Page never set out to find the guitar, but it found him. When his family moved into a new home, the previous owner left behind an unwanted guitar. Although he’d never previously played the instrument, this fortuitous moment proved a turning point in his life.
The musician once said of the “intervention” from above: “It’s like, whether I wanted to be a musician or not, I was going to be one. But yes, I was fascinated by the whole process of being enveloped by sound and being part of it. And also, being in a choir, there’s the whole ambience of it. It’s funny how I was picking it up as a kid. And once it came to the point of hearing rock’ n’ roll coming from America, it was just a youth explosion of music.”
For a while, Page remained focused on the acoustic guitar, and like many kids in the 1950s, he was inspired by skiffle icon Lonnie Donegan. Naturally, as he grew older and got exposed to more sounds, his tastes changed with the discovery of Buddy Holly, leading him to pick up an electric guitar.
While Page had heard the instrument on records before, it wasn’t until he saw a Buddy Holly album cover on which the musician was holding an electric guitar that Page first laid his eyes on.
The Led Zeppelin founder recalled: “On the cover of his album, he was cradling this thing. The whole design of it was so avant-garde, basically. I hadn’t seen anything that looked like this. So it was just absolutely phenomenal to actually see a Stratocaster for the first time. And, as I say, he’s cradling it.”

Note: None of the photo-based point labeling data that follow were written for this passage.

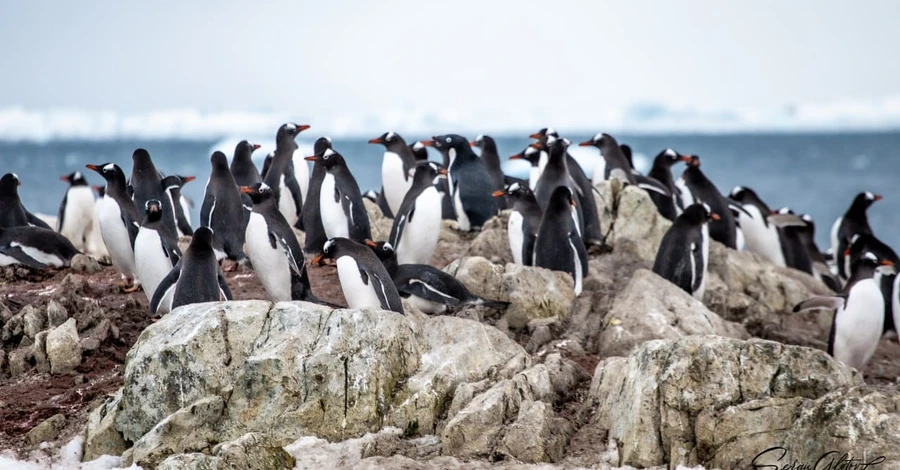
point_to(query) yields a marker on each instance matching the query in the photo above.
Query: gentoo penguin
(118, 222)
(616, 163)
(470, 183)
(854, 221)
(155, 252)
(524, 221)
(429, 289)
(340, 202)
(195, 279)
(222, 210)
(76, 212)
(858, 313)
(703, 190)
(491, 159)
(147, 183)
(180, 210)
(35, 247)
(683, 254)
(279, 173)
(396, 167)
(417, 224)
(558, 246)
(364, 279)
(273, 248)
(312, 214)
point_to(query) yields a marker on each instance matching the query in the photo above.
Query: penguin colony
(248, 216)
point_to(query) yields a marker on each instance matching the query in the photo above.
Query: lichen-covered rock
(652, 308)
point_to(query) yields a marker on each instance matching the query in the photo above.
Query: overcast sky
(328, 58)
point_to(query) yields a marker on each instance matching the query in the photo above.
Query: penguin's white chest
(276, 273)
(858, 325)
(357, 293)
(334, 220)
(420, 236)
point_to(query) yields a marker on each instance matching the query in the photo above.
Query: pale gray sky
(328, 58)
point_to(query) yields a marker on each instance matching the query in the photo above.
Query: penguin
(312, 215)
(858, 321)
(491, 159)
(180, 210)
(118, 222)
(683, 254)
(854, 221)
(272, 246)
(147, 183)
(76, 212)
(396, 165)
(558, 246)
(340, 202)
(364, 279)
(195, 279)
(35, 247)
(723, 229)
(279, 175)
(417, 224)
(155, 252)
(222, 210)
(470, 184)
(616, 163)
(429, 289)
(523, 223)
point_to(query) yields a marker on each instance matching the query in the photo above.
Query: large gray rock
(649, 401)
(652, 308)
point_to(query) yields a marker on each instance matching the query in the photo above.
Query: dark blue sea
(818, 174)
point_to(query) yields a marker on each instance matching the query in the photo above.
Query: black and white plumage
(858, 313)
(118, 219)
(429, 289)
(558, 246)
(683, 254)
(222, 210)
(364, 279)
(195, 279)
(155, 252)
(417, 224)
(523, 223)
(340, 201)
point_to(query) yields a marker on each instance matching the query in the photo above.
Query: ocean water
(816, 173)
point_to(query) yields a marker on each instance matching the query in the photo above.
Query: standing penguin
(858, 313)
(222, 210)
(195, 279)
(684, 251)
(417, 224)
(364, 279)
(118, 222)
(273, 248)
(76, 213)
(855, 221)
(312, 214)
(280, 174)
(340, 202)
(155, 252)
(523, 224)
(470, 183)
(558, 246)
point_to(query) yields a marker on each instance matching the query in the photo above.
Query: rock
(100, 434)
(668, 313)
(82, 263)
(648, 401)
(47, 430)
(64, 348)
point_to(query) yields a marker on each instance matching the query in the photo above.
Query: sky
(482, 60)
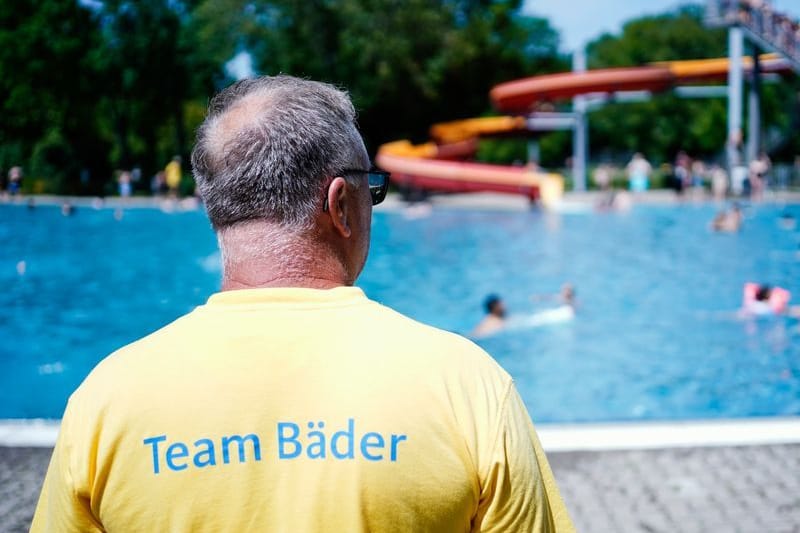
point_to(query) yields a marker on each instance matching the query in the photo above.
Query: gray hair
(267, 146)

After finally seeing an image of an electric guitar, Page was desperate to get his hands on one. The next step was imitating Buddy Holly on the electric guitar, which was a crucial part of Page’s development as a musician and worked as a solid entry point as he continued to advance his ability.
In the book Led Zeppelin: The Biography, Page remembered: “Solos which affected me could send a shiver up my spine and I’d spend hours, and in some cases days, trying to get them [down]. The first ones were Buddy Holly chord solos, like ‘Peggy Sue’, but the next step was definitely James Burton on Ricky Nelson records, which was when it started to get difficult.”
Although Page quickly moved on to trying to copy more technically astute players than Buddy Holly, he remains gratuitous for the impact the late musician’s work had on his life. After all, he was the man who introduced him to the electric guitar, which changed Page’s life forever.